These graphs show statistics on how levels of education influence first marriages for women and men; the top graphs reveal the age at which women and men marry for the first time, while the bottom graphs evaluate how long first marriages last.
For both women and men, higher levels of education generally lead to marriage at a later age. People earning a post-secondary education are rarely married by age 20, but by age 40, a higher percentage of people with college and graduate degrees have been married than those stopping their education before finishing college. For men, the reversal in percentages is quite clear, occurring between the ages of 25 and 30. This reversal effect is less pronounced for women, where the percentage of those with graduate degrees doesn’t become significantly higher (outside the standard error - not shown) than the percentage of those with no post-secondary education until the age of 40.
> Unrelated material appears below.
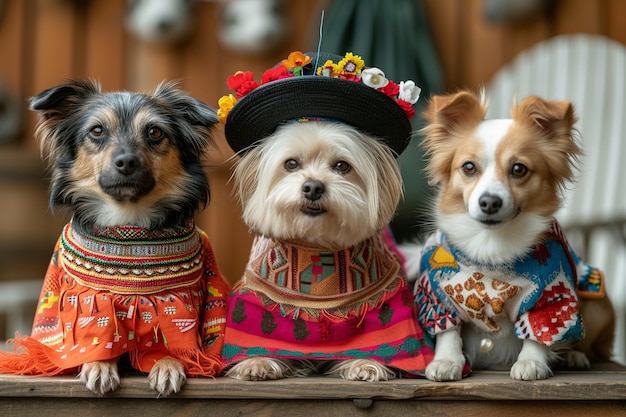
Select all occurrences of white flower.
[361,67,389,89]
[398,80,422,104]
Regarding survival of first marriages, women and men with no post-secondary education show similar trends, with women in this category having slightly lower marriage survival rates as a function of years since the marriage began. In other words, women who have not finished college are more likely than men to have shorter marriages. However, women with a bachelor’s degree are the most likely to remain in their first marriage after 20 years. Women going on through graduate school average slightly shorter marriages than those stopping education after college. For men, graduate degrees correspond to the longest lasting first marriages through the first 15 years. Insufficient data were available for marriages lasting 20 years for people with master’s degrees or higher.